By: Natalie Voss

Aminorex has already caused a few headaches for regulators. If a recent Kentucky Equine Drug Research Council (EDRC) meeting is any indication, it’s destined to have a few more reaching for the aspirin.

Aminorex is a stimulant that was once available in the human market as a weight loss aid. It was pulled from sale in the United States after it was found to cause pulmonary hypertension in people and is listed by the Association of Racing Commissioners International’s Uniform Classification guidelines as a Class 1 drug.

Regulating aminorex has proven to be a challenge because it is also a metabolite of a legitimate substance. When drugs break down in the body they do so in pieces, and those pieces sometimes happen to be identical to other recognized substances. Levamisole, a drug sometimes used to treat equine protozoal myeloencephalitis (EPM), can break down into aminorex in the horse’s body, making it appear someone has dosed the horse with aminorex when they didn’t. The EDRC has funded research to learn more about the relationship in order to draft guidelines on safe levamisole use.

(If you’re wondering why a racehorse would be on a drug for EPM, it’s important to note the disease does not always present with profound hind-end weakness or lack of balance. Some mild discomfort may be attributed to an early case of EPM and it’s not uncommon for a veterinarian to order treatment for the disease to cover all bases.)

Members of the EDRC heard a presentation from Kentucky Horse Racing Commission Equine Medical Director Dr. Mary Scollay with a new perspective on the drug’s presence in a horse’s body. A laboratory in England studied several sport horse samples which were found to contain aminorex in addition to some unknown molecules. (Remember, mass spectronomy identifies drugs in a blood or urine sample by matching molecules to the weight of known substances.) One of those molecules matched the mass of a substance called barbarin. Barbarin can be a product of glucobarbarin and myrosinase. Glucobarbarin can be found naturally in several types of plants, including wintercress and watercress, while myrosinase is released from these same plants when they are chewed or crushed.

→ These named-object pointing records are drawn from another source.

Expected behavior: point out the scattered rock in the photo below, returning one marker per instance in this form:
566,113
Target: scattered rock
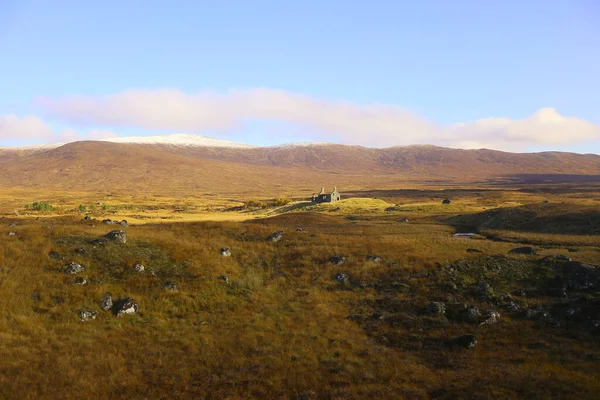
520,293
557,258
275,236
464,341
436,307
119,236
106,302
580,276
125,305
337,260
139,268
341,277
492,318
526,250
73,268
85,314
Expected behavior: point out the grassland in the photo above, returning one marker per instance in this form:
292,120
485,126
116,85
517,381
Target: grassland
284,327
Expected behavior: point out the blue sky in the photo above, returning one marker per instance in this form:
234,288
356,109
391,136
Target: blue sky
388,67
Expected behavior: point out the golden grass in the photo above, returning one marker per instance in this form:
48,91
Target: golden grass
280,327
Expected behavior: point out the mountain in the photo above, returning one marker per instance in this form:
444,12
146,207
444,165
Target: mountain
186,164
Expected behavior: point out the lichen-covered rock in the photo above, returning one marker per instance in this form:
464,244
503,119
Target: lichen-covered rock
525,250
341,277
436,307
337,260
85,314
73,268
225,252
119,236
125,305
106,302
80,280
464,341
139,268
275,236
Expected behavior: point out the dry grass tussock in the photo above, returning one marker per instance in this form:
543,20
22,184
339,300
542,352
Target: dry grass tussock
283,325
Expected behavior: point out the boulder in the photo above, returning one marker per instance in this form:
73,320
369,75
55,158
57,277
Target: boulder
106,302
525,250
341,277
118,236
85,314
579,276
436,307
337,260
464,341
139,268
225,252
80,280
125,305
275,236
73,268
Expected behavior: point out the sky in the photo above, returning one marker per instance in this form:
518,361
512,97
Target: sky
509,75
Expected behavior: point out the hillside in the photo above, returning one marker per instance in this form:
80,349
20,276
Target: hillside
291,169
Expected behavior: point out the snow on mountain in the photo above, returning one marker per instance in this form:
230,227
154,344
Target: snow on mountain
180,140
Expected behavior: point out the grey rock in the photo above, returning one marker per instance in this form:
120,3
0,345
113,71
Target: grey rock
118,236
337,260
125,305
464,341
139,268
275,236
525,250
85,314
73,268
436,307
225,252
341,277
106,302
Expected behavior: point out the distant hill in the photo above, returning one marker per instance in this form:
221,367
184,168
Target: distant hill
220,167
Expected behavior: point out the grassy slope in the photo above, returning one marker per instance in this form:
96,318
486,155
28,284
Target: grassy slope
281,326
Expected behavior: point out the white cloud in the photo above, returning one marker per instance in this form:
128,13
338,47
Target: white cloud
32,129
375,125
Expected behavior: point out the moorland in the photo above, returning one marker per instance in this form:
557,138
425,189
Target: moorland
374,296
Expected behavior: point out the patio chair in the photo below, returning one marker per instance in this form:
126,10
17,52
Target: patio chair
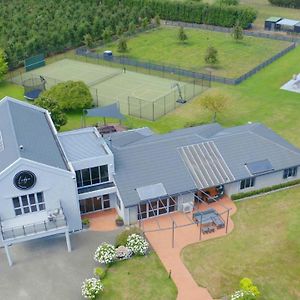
218,222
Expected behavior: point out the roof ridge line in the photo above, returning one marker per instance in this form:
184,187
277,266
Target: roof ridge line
284,147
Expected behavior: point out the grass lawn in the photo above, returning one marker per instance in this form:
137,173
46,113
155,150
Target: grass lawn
256,99
266,10
264,246
139,278
235,58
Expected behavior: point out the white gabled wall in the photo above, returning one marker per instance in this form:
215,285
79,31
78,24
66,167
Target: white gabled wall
57,185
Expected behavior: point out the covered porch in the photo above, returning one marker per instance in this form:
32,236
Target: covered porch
33,226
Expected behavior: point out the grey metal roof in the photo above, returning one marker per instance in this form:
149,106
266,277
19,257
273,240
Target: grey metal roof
288,22
206,165
221,154
151,163
151,191
82,144
259,166
26,125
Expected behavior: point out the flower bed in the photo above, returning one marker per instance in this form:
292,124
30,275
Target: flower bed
137,244
105,254
91,288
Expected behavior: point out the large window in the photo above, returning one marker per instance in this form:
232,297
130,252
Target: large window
92,176
157,207
94,204
246,183
290,172
29,203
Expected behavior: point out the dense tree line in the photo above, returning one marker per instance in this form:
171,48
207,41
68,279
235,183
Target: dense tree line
286,3
194,11
51,26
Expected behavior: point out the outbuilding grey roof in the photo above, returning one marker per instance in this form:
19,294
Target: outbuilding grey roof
27,132
82,144
218,154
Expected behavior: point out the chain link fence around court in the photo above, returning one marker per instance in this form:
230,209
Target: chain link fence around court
143,109
133,106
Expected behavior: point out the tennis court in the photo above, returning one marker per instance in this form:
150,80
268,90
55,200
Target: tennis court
140,95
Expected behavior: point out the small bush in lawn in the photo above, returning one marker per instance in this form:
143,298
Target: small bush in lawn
105,254
91,288
100,272
137,244
242,295
121,239
123,253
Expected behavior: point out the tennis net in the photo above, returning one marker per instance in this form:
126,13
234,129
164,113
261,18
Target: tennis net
107,77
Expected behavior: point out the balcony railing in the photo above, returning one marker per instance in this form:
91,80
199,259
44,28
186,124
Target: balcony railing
52,223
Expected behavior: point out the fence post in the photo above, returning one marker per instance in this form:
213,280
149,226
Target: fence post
153,117
128,108
140,108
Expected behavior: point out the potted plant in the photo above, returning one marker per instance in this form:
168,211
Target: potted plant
85,223
119,221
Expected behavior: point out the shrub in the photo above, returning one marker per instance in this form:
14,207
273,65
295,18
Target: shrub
242,295
182,37
123,252
264,190
105,254
3,64
211,56
91,288
58,117
246,284
122,44
100,272
121,239
137,244
286,3
70,95
85,221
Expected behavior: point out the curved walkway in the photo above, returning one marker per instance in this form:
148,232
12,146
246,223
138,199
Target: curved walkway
161,241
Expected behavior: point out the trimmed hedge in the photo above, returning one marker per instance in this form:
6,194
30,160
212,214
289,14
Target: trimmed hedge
286,3
193,12
264,190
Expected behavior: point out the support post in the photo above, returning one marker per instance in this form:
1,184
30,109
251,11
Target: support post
200,228
8,255
68,240
227,221
173,233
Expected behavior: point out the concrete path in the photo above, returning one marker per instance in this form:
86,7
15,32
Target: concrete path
44,269
161,241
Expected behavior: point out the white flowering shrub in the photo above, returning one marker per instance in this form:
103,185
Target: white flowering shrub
137,244
105,254
242,295
91,288
123,252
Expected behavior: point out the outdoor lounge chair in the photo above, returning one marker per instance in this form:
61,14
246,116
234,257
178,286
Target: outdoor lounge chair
218,222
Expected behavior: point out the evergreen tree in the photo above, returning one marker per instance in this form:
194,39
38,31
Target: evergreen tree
3,65
211,56
237,32
182,35
122,45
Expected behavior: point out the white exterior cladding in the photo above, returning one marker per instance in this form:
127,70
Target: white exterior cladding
261,181
58,187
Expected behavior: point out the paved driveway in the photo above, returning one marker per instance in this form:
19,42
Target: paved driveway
44,270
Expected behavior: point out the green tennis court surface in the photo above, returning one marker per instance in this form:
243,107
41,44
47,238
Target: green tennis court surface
141,95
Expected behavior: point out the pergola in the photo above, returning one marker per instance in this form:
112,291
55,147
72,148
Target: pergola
224,210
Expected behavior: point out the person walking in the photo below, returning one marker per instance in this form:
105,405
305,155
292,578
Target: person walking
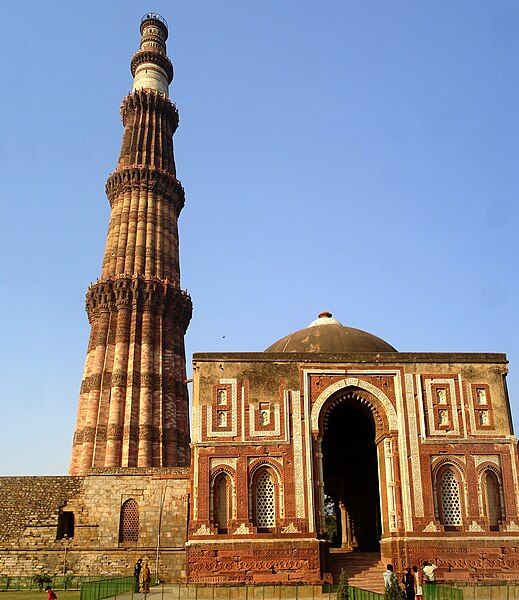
145,578
409,584
51,594
418,579
387,574
429,573
137,573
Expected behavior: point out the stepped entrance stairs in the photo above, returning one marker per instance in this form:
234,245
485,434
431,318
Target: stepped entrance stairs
363,569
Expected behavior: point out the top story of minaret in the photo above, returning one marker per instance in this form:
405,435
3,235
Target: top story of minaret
133,404
151,68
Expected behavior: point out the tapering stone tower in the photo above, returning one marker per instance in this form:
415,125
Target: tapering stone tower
133,405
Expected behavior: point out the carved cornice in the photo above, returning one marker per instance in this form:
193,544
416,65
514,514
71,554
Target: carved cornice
140,177
149,100
159,296
143,56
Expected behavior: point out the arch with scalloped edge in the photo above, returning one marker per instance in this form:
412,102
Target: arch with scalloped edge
380,403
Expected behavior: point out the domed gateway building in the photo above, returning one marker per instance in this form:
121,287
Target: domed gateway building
333,450
329,449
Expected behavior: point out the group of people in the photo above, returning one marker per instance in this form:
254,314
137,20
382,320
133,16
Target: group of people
142,575
413,580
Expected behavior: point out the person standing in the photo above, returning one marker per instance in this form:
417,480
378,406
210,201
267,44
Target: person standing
387,575
145,578
137,573
418,578
409,584
428,572
51,594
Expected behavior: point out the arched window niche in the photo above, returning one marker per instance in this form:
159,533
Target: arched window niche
492,499
65,527
129,522
222,502
448,489
264,500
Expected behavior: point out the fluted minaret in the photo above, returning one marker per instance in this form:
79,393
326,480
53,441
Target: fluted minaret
133,404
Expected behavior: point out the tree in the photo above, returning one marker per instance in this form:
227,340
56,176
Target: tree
343,589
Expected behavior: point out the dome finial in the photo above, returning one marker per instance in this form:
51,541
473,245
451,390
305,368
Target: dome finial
324,318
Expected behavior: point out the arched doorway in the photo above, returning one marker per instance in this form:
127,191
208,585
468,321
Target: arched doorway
350,473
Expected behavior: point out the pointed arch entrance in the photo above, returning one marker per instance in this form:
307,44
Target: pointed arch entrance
354,429
350,474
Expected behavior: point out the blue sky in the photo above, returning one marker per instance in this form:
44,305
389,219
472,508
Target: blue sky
352,156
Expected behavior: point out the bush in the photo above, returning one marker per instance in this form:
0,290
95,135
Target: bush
41,580
343,590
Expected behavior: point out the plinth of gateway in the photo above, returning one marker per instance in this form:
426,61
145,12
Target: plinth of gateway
327,449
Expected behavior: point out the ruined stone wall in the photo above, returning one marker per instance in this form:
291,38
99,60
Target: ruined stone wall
30,508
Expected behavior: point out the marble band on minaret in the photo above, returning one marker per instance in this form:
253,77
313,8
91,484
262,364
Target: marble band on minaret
133,405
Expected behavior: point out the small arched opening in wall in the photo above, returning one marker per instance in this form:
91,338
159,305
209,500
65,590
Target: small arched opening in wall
66,522
351,423
449,487
129,522
265,501
492,495
221,500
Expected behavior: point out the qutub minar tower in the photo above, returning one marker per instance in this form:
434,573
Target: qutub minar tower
133,405
330,450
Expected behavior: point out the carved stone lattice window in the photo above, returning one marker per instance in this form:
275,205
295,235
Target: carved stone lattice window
129,524
493,500
265,501
450,499
221,499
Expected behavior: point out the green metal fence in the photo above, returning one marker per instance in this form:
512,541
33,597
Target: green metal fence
441,592
360,594
104,588
61,582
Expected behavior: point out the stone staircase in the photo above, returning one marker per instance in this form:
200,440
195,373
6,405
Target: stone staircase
363,569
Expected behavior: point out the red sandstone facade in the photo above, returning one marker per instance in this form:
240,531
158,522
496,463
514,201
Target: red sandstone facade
445,464
414,452
133,405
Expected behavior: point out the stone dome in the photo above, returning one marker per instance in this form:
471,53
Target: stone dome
326,334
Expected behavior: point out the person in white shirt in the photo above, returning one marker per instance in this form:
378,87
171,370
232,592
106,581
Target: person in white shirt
428,572
387,575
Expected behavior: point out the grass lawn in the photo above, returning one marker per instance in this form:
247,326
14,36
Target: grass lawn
35,595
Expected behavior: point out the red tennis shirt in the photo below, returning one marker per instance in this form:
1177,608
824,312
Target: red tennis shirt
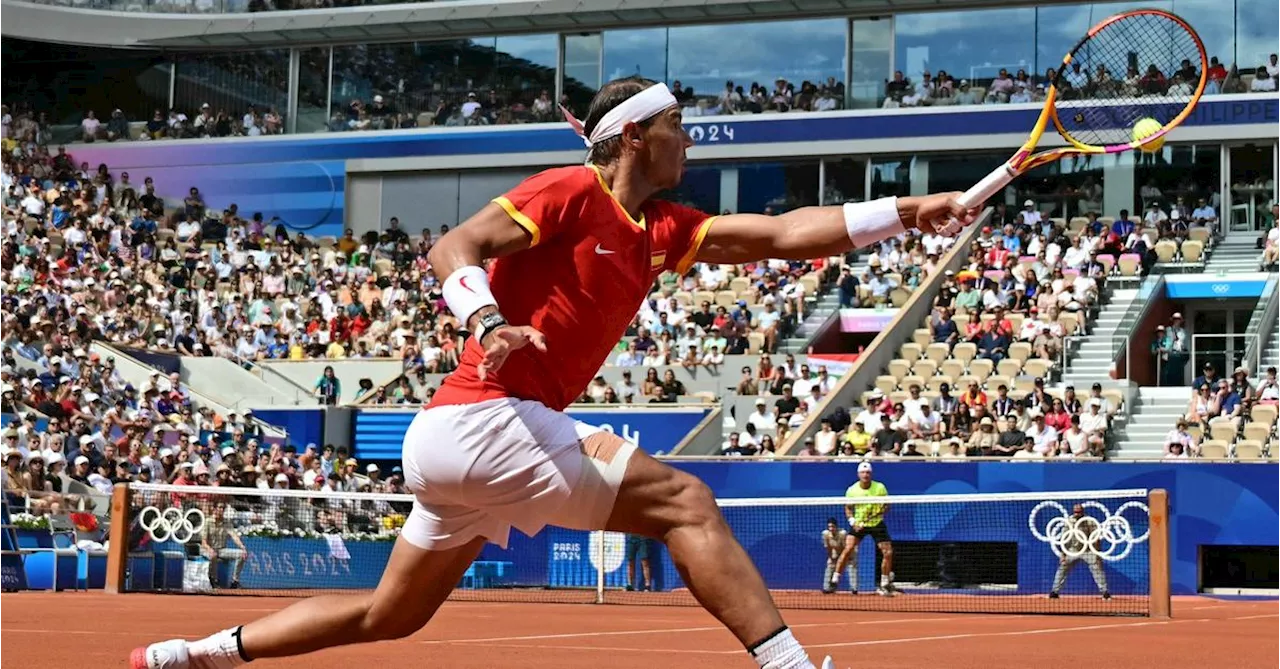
581,282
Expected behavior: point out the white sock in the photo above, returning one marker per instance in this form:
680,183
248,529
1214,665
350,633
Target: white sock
219,651
781,651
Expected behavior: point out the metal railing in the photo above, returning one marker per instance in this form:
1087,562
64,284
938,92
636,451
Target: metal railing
1261,325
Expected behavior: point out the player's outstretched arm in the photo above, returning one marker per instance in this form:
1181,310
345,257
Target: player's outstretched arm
457,260
817,232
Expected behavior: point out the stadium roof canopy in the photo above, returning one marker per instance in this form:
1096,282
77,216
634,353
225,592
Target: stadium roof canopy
421,21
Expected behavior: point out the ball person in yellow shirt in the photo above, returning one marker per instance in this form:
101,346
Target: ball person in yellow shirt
867,519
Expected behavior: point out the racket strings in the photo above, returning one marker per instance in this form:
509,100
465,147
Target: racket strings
1138,67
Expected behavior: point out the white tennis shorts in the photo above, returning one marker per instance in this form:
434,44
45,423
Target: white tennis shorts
479,470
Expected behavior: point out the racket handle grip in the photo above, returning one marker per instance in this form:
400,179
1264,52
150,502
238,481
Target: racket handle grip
988,187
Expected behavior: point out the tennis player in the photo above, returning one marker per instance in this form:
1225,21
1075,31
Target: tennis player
867,519
1082,526
577,251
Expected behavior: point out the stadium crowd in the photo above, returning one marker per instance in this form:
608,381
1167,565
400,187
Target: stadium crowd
974,381
378,88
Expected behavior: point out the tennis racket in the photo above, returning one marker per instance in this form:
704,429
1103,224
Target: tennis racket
1110,113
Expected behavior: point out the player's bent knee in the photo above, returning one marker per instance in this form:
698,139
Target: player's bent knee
696,503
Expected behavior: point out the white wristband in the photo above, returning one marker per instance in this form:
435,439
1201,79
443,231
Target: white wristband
871,221
466,292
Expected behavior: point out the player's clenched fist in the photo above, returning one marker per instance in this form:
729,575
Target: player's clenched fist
499,343
938,214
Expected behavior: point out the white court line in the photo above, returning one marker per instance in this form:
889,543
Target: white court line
677,629
981,635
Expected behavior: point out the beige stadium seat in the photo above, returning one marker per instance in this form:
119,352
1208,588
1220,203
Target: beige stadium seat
899,296
951,367
1221,430
899,367
1265,413
1009,367
1070,324
937,352
1214,450
1037,367
924,367
995,381
936,383
905,383
1248,449
1256,431
1193,251
886,384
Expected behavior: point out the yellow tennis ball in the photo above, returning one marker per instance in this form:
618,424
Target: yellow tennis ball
1146,128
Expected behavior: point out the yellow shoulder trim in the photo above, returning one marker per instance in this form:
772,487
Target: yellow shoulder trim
691,255
530,225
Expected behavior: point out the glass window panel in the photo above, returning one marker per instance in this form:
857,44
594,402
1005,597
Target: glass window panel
891,177
581,69
846,182
1256,33
873,62
312,88
699,188
777,187
639,53
968,45
247,92
799,51
64,82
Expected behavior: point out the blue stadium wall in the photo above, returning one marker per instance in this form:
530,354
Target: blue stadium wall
302,178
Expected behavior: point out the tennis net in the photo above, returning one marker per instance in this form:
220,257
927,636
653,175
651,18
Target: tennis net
1072,553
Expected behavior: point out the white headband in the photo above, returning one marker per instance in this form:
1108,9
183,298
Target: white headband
636,109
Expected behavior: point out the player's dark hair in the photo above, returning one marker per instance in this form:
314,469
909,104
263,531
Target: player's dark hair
609,96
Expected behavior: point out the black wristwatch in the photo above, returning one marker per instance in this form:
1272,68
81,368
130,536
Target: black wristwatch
489,322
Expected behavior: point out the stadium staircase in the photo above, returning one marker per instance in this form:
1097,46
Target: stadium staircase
1151,415
822,307
1091,362
1237,253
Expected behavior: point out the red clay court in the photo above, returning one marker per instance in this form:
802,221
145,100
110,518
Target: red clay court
96,631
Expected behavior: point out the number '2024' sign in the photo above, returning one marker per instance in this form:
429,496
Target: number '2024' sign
712,133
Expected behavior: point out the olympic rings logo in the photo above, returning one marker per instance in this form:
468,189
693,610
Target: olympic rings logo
1110,539
172,523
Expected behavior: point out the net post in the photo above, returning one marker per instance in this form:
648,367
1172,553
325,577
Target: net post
118,551
599,567
1157,502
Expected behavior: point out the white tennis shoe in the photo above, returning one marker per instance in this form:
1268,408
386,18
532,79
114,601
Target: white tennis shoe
174,654
164,655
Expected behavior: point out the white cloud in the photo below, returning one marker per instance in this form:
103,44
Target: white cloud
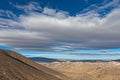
32,6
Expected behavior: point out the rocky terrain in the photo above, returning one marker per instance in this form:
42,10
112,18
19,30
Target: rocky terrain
14,66
87,70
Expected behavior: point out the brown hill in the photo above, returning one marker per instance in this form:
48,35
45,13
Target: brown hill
87,70
14,66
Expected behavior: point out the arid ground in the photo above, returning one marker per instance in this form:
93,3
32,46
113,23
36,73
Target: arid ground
87,70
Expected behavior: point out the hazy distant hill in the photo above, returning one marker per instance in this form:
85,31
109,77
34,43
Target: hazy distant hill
14,66
41,59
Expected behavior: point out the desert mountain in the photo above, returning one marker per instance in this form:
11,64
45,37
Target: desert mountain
14,66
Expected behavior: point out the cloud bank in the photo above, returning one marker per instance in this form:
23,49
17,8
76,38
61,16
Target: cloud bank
56,30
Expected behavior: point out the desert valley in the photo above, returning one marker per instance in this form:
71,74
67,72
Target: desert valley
14,66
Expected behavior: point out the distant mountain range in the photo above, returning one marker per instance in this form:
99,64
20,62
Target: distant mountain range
42,59
14,66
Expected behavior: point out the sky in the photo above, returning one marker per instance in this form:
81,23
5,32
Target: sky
62,29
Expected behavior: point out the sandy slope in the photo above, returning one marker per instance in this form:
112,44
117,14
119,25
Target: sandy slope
14,66
87,70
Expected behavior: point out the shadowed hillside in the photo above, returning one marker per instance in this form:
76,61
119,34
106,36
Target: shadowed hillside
14,66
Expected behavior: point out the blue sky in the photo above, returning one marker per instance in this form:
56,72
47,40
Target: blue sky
62,29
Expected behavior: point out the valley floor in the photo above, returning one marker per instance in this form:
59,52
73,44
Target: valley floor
87,70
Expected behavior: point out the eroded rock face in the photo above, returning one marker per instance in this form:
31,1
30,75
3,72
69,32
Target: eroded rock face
14,66
87,70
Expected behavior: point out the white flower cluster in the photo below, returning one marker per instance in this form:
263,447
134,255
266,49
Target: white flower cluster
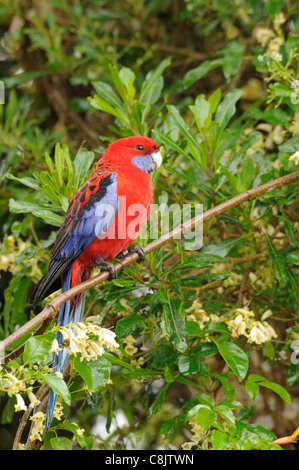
241,322
89,340
244,324
295,158
15,386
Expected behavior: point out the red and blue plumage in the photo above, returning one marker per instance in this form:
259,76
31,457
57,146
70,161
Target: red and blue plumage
95,228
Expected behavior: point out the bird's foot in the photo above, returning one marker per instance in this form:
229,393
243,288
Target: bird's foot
140,251
122,254
110,268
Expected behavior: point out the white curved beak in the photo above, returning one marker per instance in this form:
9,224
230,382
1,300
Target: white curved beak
157,159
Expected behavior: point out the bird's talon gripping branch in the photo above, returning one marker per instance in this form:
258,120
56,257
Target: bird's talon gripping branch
140,251
108,267
122,254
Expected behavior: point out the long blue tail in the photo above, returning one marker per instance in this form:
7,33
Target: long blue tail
70,312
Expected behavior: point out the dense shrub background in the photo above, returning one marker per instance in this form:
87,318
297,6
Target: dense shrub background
205,336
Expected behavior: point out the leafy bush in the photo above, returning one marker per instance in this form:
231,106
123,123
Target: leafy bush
199,332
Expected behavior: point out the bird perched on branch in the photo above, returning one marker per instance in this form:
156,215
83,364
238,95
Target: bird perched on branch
99,225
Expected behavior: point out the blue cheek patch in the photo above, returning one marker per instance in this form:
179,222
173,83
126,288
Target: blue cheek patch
145,163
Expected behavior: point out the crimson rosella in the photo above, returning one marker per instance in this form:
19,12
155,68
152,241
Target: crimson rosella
99,225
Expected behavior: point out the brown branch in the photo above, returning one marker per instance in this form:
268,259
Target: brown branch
52,307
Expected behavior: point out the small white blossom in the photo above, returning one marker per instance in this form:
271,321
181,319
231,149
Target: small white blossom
295,157
20,405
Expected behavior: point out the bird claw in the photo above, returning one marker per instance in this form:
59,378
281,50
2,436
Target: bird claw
122,254
140,251
108,267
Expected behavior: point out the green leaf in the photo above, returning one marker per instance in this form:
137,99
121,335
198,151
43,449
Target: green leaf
205,417
197,73
232,60
168,428
127,325
174,323
18,79
148,93
254,381
227,108
158,402
226,413
220,440
221,249
94,373
186,131
200,110
24,207
279,263
83,161
36,349
188,364
59,386
61,443
235,358
164,356
274,6
26,181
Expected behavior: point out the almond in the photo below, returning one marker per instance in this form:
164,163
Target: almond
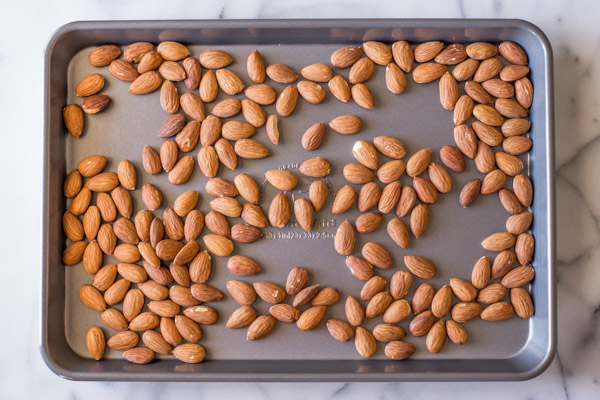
251,149
395,80
146,83
481,50
92,298
103,55
187,328
123,340
465,69
339,87
493,182
360,268
346,56
173,51
316,167
260,327
361,71
95,342
281,73
442,301
422,298
344,199
192,105
428,72
243,266
214,59
256,67
375,254
421,323
287,100
463,312
498,312
73,119
478,93
241,317
209,88
481,274
448,91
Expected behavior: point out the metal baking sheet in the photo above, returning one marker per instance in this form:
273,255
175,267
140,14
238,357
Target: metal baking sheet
511,350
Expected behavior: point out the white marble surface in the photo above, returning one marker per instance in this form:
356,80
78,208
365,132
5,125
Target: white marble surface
574,32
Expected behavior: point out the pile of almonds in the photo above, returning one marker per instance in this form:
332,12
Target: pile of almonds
499,107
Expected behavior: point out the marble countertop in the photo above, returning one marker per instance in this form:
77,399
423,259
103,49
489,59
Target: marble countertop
574,32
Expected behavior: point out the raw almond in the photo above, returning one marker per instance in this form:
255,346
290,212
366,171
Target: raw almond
403,55
422,298
260,327
360,268
346,56
281,73
103,55
345,238
421,323
95,342
339,87
428,72
344,199
361,71
243,266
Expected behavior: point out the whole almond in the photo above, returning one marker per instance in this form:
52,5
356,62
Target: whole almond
403,55
427,51
345,238
421,323
73,119
281,73
316,167
92,298
498,312
209,88
395,80
436,338
396,312
146,83
123,340
123,70
344,199
255,65
422,298
365,343
361,71
463,312
340,330
95,342
465,69
102,56
453,54
346,56
360,268
339,87
243,266
428,72
260,327
524,95
448,91
218,245
287,100
243,293
481,274
241,317
442,301
89,85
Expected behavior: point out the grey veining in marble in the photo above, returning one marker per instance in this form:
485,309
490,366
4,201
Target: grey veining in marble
574,31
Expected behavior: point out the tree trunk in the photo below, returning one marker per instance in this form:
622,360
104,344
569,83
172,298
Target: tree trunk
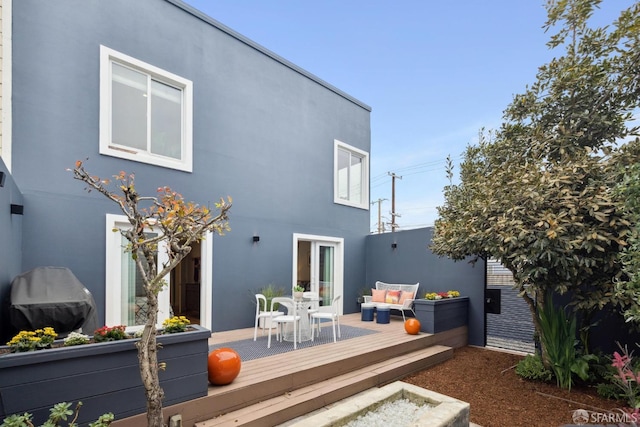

This suggests (though the connection is not yet well-understood) that a horse could have aminorex in its system as a result of having recently eaten hay or grain containing a relative of wintercress.

Scollay said there has only been one finding for aminorex in Central Kentucky in the past ten years, even though several wintercress relatives do grow in the area. It seems incidental exposure to the plants in hay isn’t causing positive tests, but scientists still want to understand more about the relationship between aminorex and barbarin.

For now, Scollay said, we don’t know how much of a glucobarbarin-containing plant a horse may need to eat to get an aminorex positive.

“An even more important question has been raised that asks if barbarin can degrade to aminorex after a sample has been collected from a horse,” she said. “More research is needed to answer these questions before regulators can understand how to respond to a laboratory’s detecting aminorex and barbarin in a sample.”

Scollay anticipates more information about the presence of aminorex in the horse could change the way stewards adjudicate positives. Last week, the Kentucky Horse Racing Commission’s rules committee discussed the possibility of giving stewards the ability to consider mitigating circumstances when assigning penalties to trainers for drug positives.

A discovery that an aminorex finding is related to a horse’s consumption of wintercress would not invalidate the positive altogether, though – the horse’s connections would still likely have to forfeit the purse.

“Realizing that the way it got into the horse does not negate the fact that it was in the horse,” said Scollay. “How it got into the horse speaks directly to the trainer’s culpability or lack thereof. The withdrawal of a finding is not warranted simply because the trainer had no role in the substance’s entry into the horse.”

The Blood-Horse reported after a Tuesday Kentucky Horse Racing Commission that a positive in the state was rescinded as a result of the new unknowns about aminorex.